Add a test that exercises DAX's new MAP_SYNC flag.

This test creates a file and writes to it via an mmap(), but never syncs
via fsync/msync. This process is tracked via dm-log-writes, then replayed.

If MAP_SYNC is working the dm-log-writes replay will show the test file
with the same size that we wrote via the mmap() because each allocating
page fault included an implicit metadata sync. If MAP_SYNC isn't working
(which you can test by fiddling with the parameters to mmap()) the file
will be smaller or missing entirely.

Note that dm-log-writes doesn't track the data that we write via the
mmap(), so we can't do any data integrity checking. We can only verify
that the metadata writes for the page faults happened.
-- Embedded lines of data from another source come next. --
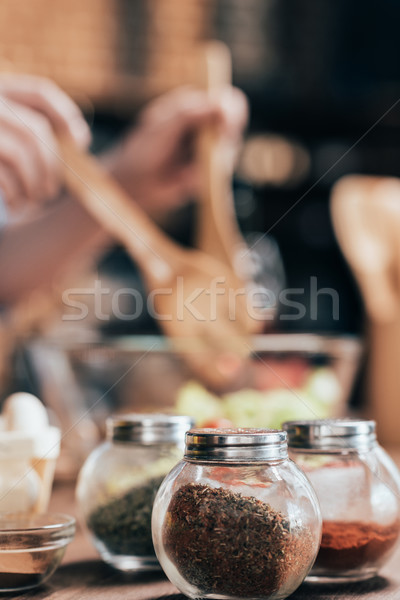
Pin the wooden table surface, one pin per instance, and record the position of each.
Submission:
(83, 576)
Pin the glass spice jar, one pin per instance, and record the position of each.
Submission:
(118, 483)
(236, 518)
(358, 487)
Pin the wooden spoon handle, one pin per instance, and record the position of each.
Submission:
(107, 202)
(217, 230)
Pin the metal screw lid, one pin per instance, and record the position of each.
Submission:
(148, 428)
(331, 434)
(235, 445)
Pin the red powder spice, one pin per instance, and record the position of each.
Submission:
(354, 544)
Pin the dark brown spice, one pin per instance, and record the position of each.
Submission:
(225, 543)
(353, 544)
(123, 525)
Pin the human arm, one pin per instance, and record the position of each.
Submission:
(154, 163)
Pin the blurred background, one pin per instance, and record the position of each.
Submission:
(318, 76)
(322, 79)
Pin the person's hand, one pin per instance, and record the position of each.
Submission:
(156, 163)
(30, 109)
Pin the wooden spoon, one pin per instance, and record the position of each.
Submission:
(192, 295)
(217, 230)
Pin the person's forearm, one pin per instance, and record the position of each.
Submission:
(32, 253)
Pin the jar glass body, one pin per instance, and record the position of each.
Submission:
(359, 496)
(116, 489)
(223, 530)
(19, 486)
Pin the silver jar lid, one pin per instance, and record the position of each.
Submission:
(331, 434)
(148, 428)
(235, 445)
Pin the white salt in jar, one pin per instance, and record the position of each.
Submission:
(19, 483)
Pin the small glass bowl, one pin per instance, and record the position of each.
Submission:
(31, 548)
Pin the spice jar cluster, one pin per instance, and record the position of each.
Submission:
(240, 515)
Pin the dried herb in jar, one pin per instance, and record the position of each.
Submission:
(226, 543)
(123, 525)
(353, 544)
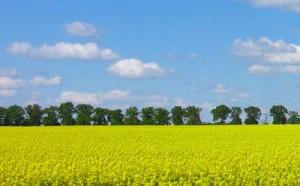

Signed-off-by: Ross Zwisler <[email protected]>
---

For this test to run successfully you'll need both Jan's MAP_SYNC series:

https://www.spinics.net/lists/linux-xfs/msg11852.html

and my series adding DAX support to dm-log-writes:

https://lists.01.org/pipermail/linux-nvdimm/2017-October/012972.html

---
.gitignore | 1 +
common/dmlogwrites | 1 -
src/Makefile | 3 +-
src/t_map_sync.c | 74 +++++++++++++++++++++++++++++++++++++++++++++++++
tests/generic/466 | 77 +++++++++++++++++++++++++++++++++++++++++++++++++++
tests/generic/466.out | 3 ++
tests/generic/group | 1 +
7 files changed, 158 insertions(+), 2 deletions(-)
create mode 100644 src/t_map_sync.c
create mode 100755 tests/generic/466
create mode 100644 tests/generic/466.out

diff --git a/.gitignore b/.gitignore
index 2014c08..9fc0695 100644
--- a/.gitignore
+++ b/.gitignore
@@ -119,6 +119,7 @@
/src/t_getcwd
/src/t_holes
/src/t_immutable
+/src/t_map_sync
/src/t_mmap_cow_race
/src/t_mmap_dio
/src/t_mmap_fallocate
diff --git a/common/dmlogwrites b/common/dmlogwrites
index 247c744..5b57df9 100644
--- a/common/dmlogwrites
+++ b/common/dmlogwrites
@@ -23,7 +23,6 @@ _require_log_writes()
[ -z "$LOGWRITES_DEV" -o ! -b "$LOGWRITES_DEV" ] && \
_notrun "This test requires a valid \$LOGWRITES_DEV"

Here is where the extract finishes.